Lo peor era la estúpida mascarilla que me ayudaba a respirar, la cual me impedía hablar con la gente.
Lentamente, mi cerebro logró poner nombre a las diferentes caras que se paseaban por la habitación. La chica rubia del primer día era Jane, mi hermana, y cada vez que venía a verme, una ansiedad me recorría de pies a cabeza, aunque no entendía por qué. También había una mujer que lloraba mucho, la cual al cabo de unos días la reconocí. Era mi madre, y su presencia me traía tristeza.
La siguiente fue Fran, era una visita agradable, ya que verla solía traerme felicidad. Ella hablaba un montón, era de las pocas personas que no se quedaba al lado de mi cama mirándome con lástima, sino que se paseaba de un lado a otro, diciendo quién sabe qué cosas. A veces me miraba buscando algún gesto de reconocimiento, ahí era cuando yo movía mis dedos en una débil señal de respuesta, ella sonreía, y continuaba hablando.
Otra visita agradable era la de una chica de castaños cabellos, aunque me tardé un poco en recordar su nombre, finalmente escuché a alguien llamarla Agnes, refrescando mi memoria.

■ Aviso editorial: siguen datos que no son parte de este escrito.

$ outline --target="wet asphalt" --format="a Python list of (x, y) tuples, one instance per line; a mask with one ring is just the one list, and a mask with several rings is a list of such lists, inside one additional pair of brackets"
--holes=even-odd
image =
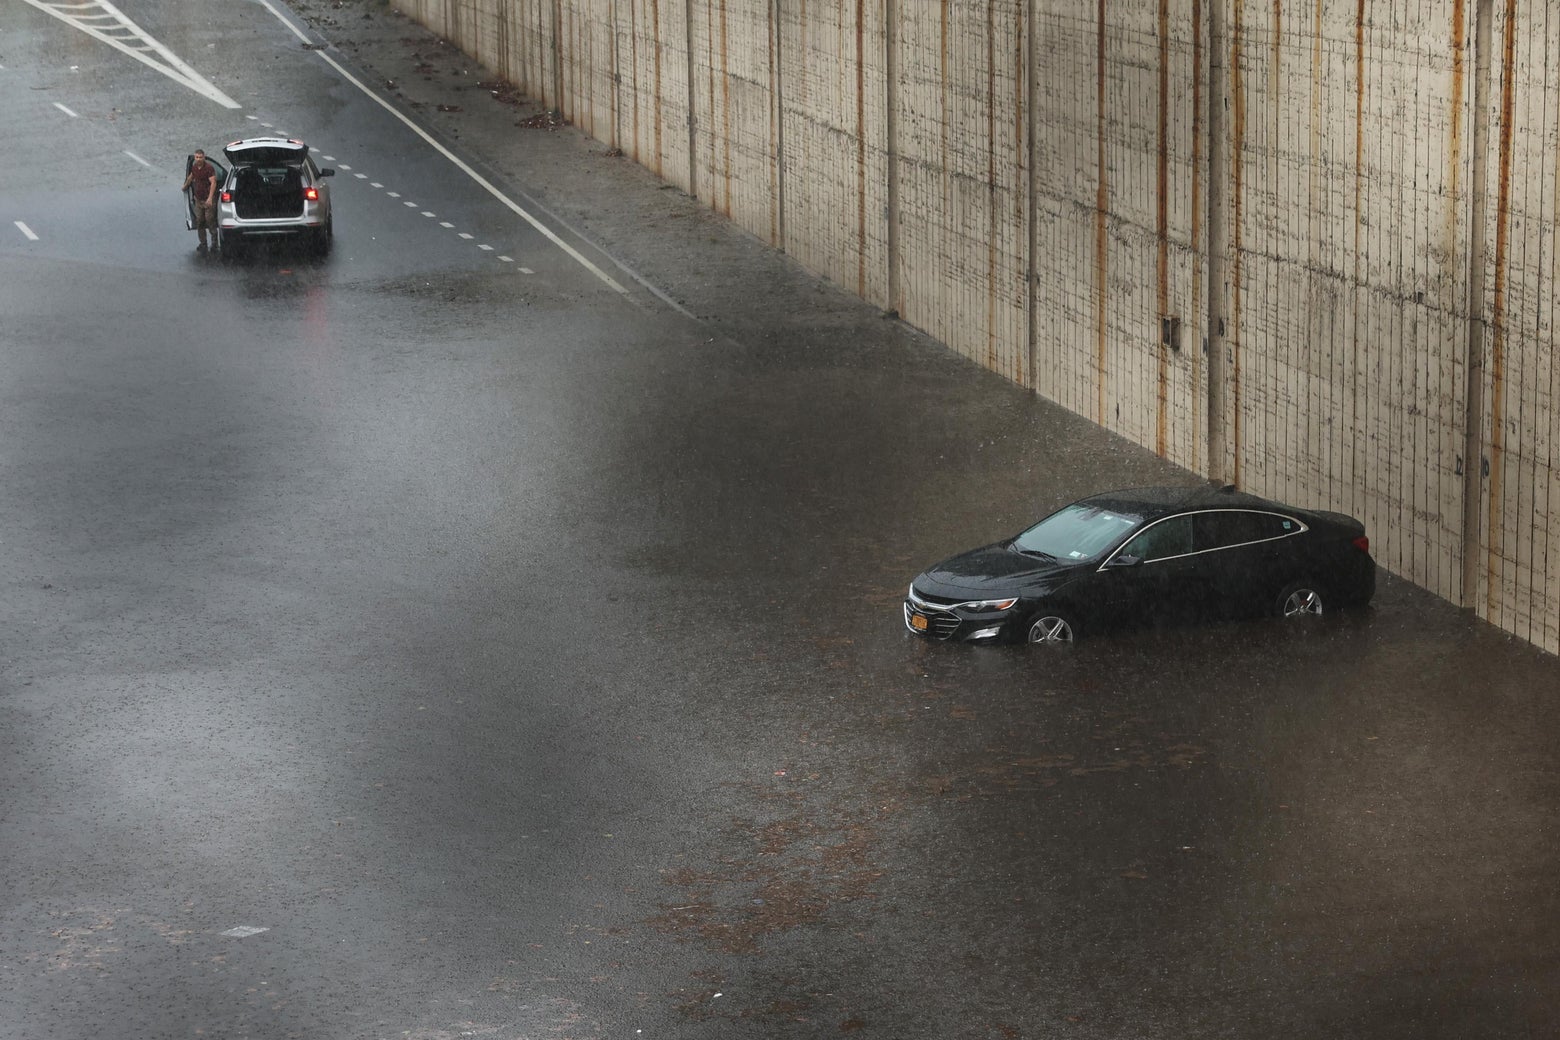
[[(922, 642), (921, 567), (1195, 476), (382, 5), (298, 11), (622, 292), (261, 5), (119, 7), (244, 107), (0, 12), (0, 1037), (1560, 1031), (1555, 658), (1390, 576)], [(325, 260), (192, 250), (261, 122)]]

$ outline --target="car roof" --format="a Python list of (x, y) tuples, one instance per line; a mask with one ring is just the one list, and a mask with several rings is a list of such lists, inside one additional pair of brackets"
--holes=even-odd
[(1207, 484), (1165, 487), (1122, 488), (1090, 495), (1082, 501), (1121, 512), (1131, 512), (1145, 520), (1154, 520), (1171, 513), (1184, 513), (1197, 509), (1262, 509), (1285, 513), (1304, 513), (1293, 506), (1281, 505), (1266, 498), (1237, 491), (1233, 484), (1213, 487)]
[(309, 146), (296, 137), (245, 137), (224, 145), (222, 154), (231, 163), (302, 162)]

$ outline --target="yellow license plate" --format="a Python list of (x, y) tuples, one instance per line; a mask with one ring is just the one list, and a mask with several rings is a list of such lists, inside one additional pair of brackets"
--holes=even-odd
[(926, 631), (926, 618), (923, 615), (921, 615), (921, 614), (911, 614), (910, 615), (910, 627), (915, 629), (917, 632), (925, 632)]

Ella solía llegar con un montón de imágenes que acercaba a mi rostro, mientras hablaba sin parar. Finalmente comprendí que eran libros de cuentos infantiles que me narraba y explicaba. Encontré placer en las historias cuando empecé a entenderlas, por un momento podía salir de esta horrible habitación de hospital, de la cárcel de mi mente, y viajar a otros lugares.
Cuando Sandra y Ann venían, solían usar una táctica similar, poniendo la televisión, y esperaban ver mi reacción. Mover mano derecha para sí, y mano izquierda para no.

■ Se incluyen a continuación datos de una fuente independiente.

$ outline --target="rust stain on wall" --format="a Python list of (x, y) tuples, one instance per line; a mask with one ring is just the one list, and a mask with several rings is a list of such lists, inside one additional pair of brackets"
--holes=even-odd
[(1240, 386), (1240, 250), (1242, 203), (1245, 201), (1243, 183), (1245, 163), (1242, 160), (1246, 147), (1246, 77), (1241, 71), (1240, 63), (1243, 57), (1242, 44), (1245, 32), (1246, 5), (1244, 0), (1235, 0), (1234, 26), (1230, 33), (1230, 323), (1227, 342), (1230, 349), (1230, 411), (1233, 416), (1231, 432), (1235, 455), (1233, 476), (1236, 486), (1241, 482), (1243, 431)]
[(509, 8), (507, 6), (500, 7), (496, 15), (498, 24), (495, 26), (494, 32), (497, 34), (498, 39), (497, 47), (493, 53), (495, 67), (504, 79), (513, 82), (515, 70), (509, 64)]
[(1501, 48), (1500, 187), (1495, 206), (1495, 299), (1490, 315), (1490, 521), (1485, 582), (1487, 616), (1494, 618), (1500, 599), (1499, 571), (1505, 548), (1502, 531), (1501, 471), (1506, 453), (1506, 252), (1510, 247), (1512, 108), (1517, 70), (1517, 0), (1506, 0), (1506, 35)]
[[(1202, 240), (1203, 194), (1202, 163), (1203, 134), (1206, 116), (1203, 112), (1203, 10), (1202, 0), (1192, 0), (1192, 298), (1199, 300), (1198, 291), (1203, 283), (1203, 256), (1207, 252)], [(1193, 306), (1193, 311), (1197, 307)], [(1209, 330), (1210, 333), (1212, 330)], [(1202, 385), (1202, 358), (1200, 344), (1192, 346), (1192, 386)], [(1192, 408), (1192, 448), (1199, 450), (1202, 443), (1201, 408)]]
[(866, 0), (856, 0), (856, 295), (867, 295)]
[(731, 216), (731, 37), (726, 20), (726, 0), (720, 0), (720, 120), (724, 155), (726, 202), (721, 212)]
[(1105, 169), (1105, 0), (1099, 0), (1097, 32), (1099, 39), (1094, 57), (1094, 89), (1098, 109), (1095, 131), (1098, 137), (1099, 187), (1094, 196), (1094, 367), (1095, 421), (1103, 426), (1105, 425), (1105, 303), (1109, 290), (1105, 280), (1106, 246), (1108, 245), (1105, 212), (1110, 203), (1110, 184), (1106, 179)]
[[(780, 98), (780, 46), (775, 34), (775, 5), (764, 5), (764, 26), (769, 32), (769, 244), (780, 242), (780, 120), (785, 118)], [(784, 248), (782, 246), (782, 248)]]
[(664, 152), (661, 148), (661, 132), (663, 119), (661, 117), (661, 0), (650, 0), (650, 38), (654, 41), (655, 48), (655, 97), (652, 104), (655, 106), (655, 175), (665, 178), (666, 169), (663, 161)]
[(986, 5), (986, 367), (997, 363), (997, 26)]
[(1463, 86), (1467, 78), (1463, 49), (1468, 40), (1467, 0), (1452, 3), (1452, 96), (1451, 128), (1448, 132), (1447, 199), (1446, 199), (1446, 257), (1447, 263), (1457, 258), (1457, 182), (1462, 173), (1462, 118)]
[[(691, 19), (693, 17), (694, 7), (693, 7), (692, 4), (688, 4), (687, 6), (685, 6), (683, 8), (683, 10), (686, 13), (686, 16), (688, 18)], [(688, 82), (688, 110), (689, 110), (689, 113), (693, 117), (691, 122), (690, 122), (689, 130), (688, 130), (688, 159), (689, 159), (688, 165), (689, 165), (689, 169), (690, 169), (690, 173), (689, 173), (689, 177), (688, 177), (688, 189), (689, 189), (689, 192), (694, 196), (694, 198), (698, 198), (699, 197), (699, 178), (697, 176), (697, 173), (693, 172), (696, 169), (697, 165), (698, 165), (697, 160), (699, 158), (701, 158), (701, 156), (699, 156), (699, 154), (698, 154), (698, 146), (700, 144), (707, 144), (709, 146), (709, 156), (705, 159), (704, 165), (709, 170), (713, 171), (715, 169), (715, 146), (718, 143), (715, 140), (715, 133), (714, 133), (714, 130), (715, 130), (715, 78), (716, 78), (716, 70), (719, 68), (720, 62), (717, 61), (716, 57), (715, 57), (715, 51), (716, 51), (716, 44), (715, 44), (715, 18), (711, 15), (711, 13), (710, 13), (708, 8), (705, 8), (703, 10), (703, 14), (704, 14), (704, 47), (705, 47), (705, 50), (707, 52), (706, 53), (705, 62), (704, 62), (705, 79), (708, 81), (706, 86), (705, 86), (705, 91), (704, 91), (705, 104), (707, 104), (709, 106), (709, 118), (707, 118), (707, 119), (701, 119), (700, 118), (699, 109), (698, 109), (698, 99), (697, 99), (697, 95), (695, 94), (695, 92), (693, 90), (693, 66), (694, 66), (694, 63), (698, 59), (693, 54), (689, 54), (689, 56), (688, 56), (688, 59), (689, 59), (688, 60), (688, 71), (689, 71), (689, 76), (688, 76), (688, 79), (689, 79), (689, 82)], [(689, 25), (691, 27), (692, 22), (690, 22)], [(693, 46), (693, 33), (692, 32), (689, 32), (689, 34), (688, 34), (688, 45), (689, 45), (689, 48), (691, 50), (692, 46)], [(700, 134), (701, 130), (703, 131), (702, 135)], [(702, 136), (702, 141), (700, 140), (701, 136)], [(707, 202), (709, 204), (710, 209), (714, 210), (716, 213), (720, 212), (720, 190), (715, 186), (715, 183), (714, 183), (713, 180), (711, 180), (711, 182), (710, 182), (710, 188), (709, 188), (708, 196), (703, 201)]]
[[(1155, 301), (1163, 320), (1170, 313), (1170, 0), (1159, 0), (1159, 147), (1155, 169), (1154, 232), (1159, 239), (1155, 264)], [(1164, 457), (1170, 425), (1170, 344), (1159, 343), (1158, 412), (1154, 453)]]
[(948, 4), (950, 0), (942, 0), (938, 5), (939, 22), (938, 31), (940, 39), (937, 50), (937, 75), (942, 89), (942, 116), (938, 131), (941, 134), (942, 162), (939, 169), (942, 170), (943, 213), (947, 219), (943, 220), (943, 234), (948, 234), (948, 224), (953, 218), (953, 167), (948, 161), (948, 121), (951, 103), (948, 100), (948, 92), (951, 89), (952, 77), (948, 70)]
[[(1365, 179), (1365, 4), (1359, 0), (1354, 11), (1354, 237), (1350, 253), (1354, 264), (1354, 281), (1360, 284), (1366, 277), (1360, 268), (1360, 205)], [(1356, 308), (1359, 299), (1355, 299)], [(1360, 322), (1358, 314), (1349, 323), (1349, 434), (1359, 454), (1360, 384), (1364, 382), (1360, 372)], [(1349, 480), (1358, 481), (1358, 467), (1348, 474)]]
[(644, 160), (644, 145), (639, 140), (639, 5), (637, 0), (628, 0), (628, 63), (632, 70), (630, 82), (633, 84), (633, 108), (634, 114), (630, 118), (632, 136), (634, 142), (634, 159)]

La dupla estrella de la clase solía traer un tablero de fútbol para explicarme sus últimas jugadas, y me habría gustado poder decirles que apenas podía entender sus palabras. Mi cerebro no estaba en condiciones de comprender una estrategia.

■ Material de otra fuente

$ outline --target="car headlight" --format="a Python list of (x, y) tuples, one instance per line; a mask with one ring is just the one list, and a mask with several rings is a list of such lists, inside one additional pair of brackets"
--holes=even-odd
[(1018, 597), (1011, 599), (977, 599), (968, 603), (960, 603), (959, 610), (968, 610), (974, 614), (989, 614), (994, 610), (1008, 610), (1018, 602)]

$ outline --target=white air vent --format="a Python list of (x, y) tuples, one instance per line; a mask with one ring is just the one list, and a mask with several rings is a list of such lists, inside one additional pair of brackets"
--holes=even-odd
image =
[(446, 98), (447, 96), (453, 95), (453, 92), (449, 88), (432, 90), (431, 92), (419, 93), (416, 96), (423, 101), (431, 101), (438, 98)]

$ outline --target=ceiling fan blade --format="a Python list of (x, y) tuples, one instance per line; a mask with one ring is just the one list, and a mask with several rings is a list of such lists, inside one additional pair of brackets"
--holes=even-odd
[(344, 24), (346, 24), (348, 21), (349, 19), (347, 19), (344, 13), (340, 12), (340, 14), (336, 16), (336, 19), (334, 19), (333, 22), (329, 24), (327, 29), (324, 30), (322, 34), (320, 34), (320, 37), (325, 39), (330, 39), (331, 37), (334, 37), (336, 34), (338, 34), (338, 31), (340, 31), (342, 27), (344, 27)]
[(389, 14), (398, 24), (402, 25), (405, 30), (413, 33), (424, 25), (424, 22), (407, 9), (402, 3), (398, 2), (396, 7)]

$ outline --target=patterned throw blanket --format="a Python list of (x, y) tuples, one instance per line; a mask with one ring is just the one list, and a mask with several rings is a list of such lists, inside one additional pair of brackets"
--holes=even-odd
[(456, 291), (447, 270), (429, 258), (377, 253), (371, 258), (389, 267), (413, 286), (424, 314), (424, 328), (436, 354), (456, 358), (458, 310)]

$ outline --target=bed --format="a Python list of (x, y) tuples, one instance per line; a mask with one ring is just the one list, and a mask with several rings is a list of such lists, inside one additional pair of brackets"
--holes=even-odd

Henry también se daba vueltas por el hospital, generalmente traía puesto su uniforme de chico de las pizzas. Lo que me gustaba de sus visitas es que me hablaba de muchas cosas, de mi niñez, mi vida escolar, me contaba anécdotas divertidas y otras vergonzosas. En sus palabras volvía a conocerme, a recordar quién era, y me aliviaba. Había otra persona que solía hablar de de las experiencias que él omitía, su nombre era Victor, y era como la segunda parte del libro que relataba Henry. Me contaba de mi vida universitaria, lo que hice en fiestas pasadas, las veces que llegaba tarde, mi manía de quedarme dormida después de una evaluación, mi lucha con los estudios, entre otros detalles, pero por algún motivo, su presencia también me hacía sentir mucha tristeza, así que solía escucharlo en silencio, sin hacer ningún movimiento más que con mis ojos.
Adrian era la visita más inusual que recibía, podía ver su expresión nerviosa aún con mi parálisis. Él tampoco parecía saber qué hacer, por lo que guardaba silencio durante largas horas. En realidad, no me importaba, por algún motivo entre nosotros eso era suficiente. Sabía que no era una persona de muchas palabras, e intuía que la mayor parte de las veces era yo quien llenaba aquellos espacios. Siempre se despedía usando la misma frase: «Recupérate pronto», aunque con el tiempo agregó otras a su repertorio. «Hoy te ves un poco mejor», «Terminé una espada asombrosa ayer», «¿Entiendes lo que te digo?». A veces negaba ante esa última pregunta, y otras, asentía, usando mis pupilas. Veía la satisfacción atravesar su frío rostro cuando la respuesta era afirmativa.
Y finalmente, la visita que más me intrigaba era la que llegaba cuando la noche caía, su horario me parecía llamativo, pues suponía que a esas horas ya no se recibían visitas, no entendía como burlaba la seguridad del hospital, aunque algo en mi interior sugería que no debía sorprenderme. Mi inconsciente solía hablarme de todos mis visitantes, en su caso, me decía que debía odiarlo o al menos enojarme, pero por algún motivo no podía. Su presencia me traía alivio, paz, y la grata sensación de que todo iba a estar bien.